So wird ab sofort jeden Montag ein „Thema der Woche“ ausgegeben: von „Boolescher Algebra“ über „Digitale Logik“ bis „Speicherverwaltung“ und „Rechnerarchitektur“, und als i-Tüpfelchen am Schluss noch ein bisschen „Quantencomputing“. Das heißt aber auch: jeden Tag frühmorgens ein neues Youtube-Video aufs Netz, und jeden Abend um Mitternacht ein anderes wieder herunter, aber wenig Schlaf hatte ich auch vorher schon. Dazu am Wochenende, wenn es sich ausgeht, noch das eine oder andere Bonus-Filmchen (über mechanische Rechenmaschinen etwa, meine große Leidenschaft – das Video dazu gibt’s am Ende des Beitrags). Und dabei immer schön anschaulich bleiben: wir schauen auf die Straße, ob es regnet, wenn’s um Logik geht (denn „schon wenn es regnet ist die Straße nass“ – materiale Implikation), ein Holzrechner aus den 60er Jahren samt mitlaufender Stoppuhr zeigt, wie viel Zeit man mit Parallelisierung spart, und Luftballone platzen, wenn ein Qubit kollabiert. Nur beim Ausflug an den Herd, um den Unterschied zwischen Compiler und Interpreter anhand eines Kochrezepts zu illustrieren, zeigt meine unerschütterlich geduldige Frau (Danke, Marena!) zum ersten Mal Nerven – Gottseidank brennen die Spaghetti nicht an…
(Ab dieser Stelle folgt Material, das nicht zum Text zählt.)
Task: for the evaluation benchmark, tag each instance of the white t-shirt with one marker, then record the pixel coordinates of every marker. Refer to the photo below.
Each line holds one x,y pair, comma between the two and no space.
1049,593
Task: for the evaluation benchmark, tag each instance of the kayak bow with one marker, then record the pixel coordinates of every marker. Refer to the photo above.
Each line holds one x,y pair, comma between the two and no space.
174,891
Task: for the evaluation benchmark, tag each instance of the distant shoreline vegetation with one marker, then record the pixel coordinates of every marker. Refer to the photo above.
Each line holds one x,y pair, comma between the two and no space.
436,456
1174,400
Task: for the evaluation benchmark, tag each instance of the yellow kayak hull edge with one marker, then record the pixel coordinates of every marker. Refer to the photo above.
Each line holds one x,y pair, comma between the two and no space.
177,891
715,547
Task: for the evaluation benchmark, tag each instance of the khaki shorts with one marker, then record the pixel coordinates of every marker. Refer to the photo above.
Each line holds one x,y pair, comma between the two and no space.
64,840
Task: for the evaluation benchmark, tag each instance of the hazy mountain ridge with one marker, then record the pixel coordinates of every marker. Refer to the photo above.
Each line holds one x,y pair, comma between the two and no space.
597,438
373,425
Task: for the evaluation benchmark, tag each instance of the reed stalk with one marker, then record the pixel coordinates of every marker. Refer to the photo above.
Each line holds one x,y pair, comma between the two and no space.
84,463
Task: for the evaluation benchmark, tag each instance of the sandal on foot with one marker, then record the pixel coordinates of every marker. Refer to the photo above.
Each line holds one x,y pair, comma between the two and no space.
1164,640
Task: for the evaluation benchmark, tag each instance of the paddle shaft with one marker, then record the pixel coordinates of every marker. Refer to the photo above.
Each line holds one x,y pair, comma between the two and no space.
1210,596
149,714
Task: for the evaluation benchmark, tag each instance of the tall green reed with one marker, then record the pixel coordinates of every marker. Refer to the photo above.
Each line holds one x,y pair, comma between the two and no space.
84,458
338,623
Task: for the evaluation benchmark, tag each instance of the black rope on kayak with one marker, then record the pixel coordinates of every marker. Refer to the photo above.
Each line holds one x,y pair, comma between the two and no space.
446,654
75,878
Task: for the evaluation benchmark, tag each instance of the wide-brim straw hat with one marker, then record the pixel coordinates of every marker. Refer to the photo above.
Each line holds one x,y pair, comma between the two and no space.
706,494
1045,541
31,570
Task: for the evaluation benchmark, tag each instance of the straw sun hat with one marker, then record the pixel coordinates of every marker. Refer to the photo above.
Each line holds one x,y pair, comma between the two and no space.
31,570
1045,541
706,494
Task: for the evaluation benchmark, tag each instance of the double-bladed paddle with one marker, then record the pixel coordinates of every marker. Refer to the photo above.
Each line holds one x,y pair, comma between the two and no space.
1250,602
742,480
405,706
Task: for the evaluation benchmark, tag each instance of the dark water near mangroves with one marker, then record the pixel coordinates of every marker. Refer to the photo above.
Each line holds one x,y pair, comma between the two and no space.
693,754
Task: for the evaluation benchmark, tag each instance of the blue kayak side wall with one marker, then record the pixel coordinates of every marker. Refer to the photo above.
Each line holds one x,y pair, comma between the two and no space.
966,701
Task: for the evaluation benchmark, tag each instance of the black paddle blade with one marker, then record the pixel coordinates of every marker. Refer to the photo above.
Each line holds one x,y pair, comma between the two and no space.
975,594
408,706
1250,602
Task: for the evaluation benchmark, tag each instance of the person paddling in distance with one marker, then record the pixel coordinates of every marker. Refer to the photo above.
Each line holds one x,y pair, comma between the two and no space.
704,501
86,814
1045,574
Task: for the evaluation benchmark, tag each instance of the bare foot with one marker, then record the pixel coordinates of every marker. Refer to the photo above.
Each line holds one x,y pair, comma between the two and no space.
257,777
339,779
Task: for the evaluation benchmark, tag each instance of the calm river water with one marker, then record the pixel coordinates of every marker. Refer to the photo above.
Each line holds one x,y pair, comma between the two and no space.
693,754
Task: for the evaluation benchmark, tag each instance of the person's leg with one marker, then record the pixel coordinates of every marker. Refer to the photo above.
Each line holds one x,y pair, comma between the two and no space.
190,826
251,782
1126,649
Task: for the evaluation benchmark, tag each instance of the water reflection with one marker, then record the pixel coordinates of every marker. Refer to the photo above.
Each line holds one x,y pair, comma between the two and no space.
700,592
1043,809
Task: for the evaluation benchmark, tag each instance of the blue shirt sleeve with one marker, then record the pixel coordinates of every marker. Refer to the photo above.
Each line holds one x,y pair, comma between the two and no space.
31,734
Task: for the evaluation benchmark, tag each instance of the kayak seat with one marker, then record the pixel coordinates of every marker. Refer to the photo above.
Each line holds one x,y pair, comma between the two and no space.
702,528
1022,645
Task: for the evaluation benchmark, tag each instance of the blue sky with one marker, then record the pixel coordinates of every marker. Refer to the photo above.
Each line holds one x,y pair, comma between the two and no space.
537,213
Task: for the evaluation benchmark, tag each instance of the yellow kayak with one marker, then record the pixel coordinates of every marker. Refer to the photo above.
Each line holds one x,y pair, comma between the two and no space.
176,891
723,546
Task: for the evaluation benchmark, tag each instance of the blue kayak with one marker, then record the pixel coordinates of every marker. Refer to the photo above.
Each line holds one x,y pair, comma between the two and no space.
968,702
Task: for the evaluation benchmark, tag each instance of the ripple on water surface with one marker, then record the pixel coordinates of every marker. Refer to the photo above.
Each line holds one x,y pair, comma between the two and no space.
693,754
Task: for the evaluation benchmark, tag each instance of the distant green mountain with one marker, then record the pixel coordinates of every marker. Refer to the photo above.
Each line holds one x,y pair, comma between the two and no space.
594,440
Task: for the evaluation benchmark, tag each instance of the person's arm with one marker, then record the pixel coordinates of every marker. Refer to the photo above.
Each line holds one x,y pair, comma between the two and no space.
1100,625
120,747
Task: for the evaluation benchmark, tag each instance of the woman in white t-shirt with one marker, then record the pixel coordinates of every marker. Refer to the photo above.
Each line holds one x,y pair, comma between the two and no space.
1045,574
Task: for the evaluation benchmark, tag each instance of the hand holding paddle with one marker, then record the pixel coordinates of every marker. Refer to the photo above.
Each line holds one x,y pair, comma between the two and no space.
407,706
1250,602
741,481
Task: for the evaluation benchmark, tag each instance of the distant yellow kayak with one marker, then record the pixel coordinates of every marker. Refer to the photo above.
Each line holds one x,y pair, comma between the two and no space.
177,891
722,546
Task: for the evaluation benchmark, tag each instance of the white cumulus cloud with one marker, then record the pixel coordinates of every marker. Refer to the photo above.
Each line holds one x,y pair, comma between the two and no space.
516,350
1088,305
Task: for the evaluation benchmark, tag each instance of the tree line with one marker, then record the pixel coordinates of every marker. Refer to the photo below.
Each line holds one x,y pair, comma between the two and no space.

Acht Wochen später die Bilanz: 48 Videos, jedes zwischen 10 und 20 Minuten lang, insgesamt fast 15 Stunden Material. 48 Klavierstücke, von Bach („Goldberg-Variationen“) bis Bartok („Aus dem Tagebuch einer Fliege“), von Carlos Gardel bis Chris de Burgh. Dazu sage und schreibe 55 Studierendenvideos, mit teilweise grenzgenialer Umsetzung: Musiker*innen, soweit das Auge reicht, schwere Aufgaben werden in Star Wars-Uniform angegangen, und selbst der Hund leistet (unter dem Decknamen „Prof. Frodo“) ganze Arbeit. Zum krönenden Abschluss gelingt einem Studenten sogar die filmische Verwandlung der beiden Dozenten in Marvel-Superhelden und Freiheitsstatue – diese kreative Energie ist einfach nur bemerkenswert. Und obendrein sind so gut wie alle Aufgaben gelöst (an dieser Stelle ein herzliches Dankeschön an alle Beteiligten!).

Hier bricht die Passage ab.